Lying as normal cognitive development

Like it or not, the study with the Chinese children has demonstrated that learning to deceive causes cognitive skills to be enhanced in young children: the younger they learn them, the better. The takeaway truth for any of us in guiding roles for other human beings – that is, parents, teachers, or mental health professionals -– is that we must recognise that learning the skills of deception may extend cognitive, linguistic, and emotional benefits, especially in the aspects of memory-building, perspective-taking, strategic thinking, and high-level language skills and emotional control. These are skills that our society needs to survive! This is true even though this set of skills is like a two-edged sword: in the hands of a surgeon such a knife can save lives; in the hands of an assassin, it can destroy them.

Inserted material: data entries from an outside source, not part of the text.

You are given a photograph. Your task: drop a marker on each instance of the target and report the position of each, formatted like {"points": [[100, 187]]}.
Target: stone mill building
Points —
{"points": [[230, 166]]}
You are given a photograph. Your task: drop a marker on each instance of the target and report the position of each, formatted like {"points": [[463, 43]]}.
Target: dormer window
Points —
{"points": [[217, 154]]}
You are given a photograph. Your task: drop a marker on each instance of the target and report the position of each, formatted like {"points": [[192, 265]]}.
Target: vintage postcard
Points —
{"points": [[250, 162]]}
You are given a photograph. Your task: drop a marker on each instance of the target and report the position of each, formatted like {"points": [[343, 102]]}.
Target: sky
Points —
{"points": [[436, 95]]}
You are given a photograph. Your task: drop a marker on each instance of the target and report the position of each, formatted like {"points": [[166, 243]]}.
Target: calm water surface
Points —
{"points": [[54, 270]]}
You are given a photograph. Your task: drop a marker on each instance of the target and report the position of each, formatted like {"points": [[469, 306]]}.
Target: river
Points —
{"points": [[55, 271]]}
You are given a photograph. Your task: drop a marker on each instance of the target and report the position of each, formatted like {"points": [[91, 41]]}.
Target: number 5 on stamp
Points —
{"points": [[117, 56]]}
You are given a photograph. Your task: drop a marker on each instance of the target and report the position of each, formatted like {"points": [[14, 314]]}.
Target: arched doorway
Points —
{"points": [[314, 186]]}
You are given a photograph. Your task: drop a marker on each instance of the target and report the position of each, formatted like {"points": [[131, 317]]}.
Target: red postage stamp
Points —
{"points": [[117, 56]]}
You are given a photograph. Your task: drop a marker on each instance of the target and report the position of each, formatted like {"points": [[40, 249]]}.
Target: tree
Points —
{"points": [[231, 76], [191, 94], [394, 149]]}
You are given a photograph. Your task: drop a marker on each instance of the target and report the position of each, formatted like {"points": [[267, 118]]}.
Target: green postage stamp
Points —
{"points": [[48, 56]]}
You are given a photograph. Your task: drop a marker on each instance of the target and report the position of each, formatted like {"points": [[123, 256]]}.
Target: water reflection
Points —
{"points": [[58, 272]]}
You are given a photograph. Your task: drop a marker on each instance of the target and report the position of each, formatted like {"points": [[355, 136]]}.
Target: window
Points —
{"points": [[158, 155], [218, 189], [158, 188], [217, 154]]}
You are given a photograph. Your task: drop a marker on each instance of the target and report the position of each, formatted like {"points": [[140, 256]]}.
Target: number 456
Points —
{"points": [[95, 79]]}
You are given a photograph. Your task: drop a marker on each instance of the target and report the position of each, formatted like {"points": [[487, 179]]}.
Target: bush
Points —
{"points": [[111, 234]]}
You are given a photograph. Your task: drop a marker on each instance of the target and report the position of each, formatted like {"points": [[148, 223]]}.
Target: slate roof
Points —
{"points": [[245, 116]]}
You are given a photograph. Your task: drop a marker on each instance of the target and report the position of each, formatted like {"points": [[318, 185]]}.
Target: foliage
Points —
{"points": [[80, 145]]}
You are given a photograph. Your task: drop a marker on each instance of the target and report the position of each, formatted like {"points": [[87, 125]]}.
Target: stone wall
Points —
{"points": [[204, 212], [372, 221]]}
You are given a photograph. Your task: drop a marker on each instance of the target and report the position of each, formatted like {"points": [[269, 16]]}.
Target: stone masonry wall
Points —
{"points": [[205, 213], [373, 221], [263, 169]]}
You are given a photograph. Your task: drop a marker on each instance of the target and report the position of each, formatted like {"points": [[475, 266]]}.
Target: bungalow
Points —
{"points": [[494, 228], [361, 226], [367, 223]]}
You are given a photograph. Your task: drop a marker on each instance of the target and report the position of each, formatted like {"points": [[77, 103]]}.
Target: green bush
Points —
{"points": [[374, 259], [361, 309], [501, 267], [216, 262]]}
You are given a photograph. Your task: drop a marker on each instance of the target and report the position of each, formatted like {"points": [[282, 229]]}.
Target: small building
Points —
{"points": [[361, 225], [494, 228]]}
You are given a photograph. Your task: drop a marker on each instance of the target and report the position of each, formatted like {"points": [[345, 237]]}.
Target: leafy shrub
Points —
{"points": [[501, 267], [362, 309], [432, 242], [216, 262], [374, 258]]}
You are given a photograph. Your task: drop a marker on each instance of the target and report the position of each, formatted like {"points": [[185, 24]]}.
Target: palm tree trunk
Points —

In future articles, we will look at the developmental progression of lying, what underlies the behaviour, how far most of us are willing to go with it, and what the implications are for facts-manipulation in the digital modern world.

References

  • Bhattarcharjee, Y. (2017). Why we lie: The science behind our deceptive ways. National Geographic.com. Retrieved on 4 September, 2019, from: Website.
  • Ekman, P. (2018). Learning to lie (from Why kids lie). Paulekman.com. Retrieved on 4 September, 2019, from: Website.
  • Rein, L. (2017). Here are the photos that show Obama’s inauguration crowd was bigger than Trump’s. Washington Post. Retrieved on 5 September, 2019, from: Website.
  • Scholastic Parents staff. (n.d.). The truth about lying: Learning to fib is an important step in your child’s development. Scholastic.com. Retrieved on 4 September, 2019, from: Website.
  • University of Toronto. (2018). Learning to lie has cognitive benefits, study finds. Medical Xpress. Retrieved on 9 September, 2019, from: Website.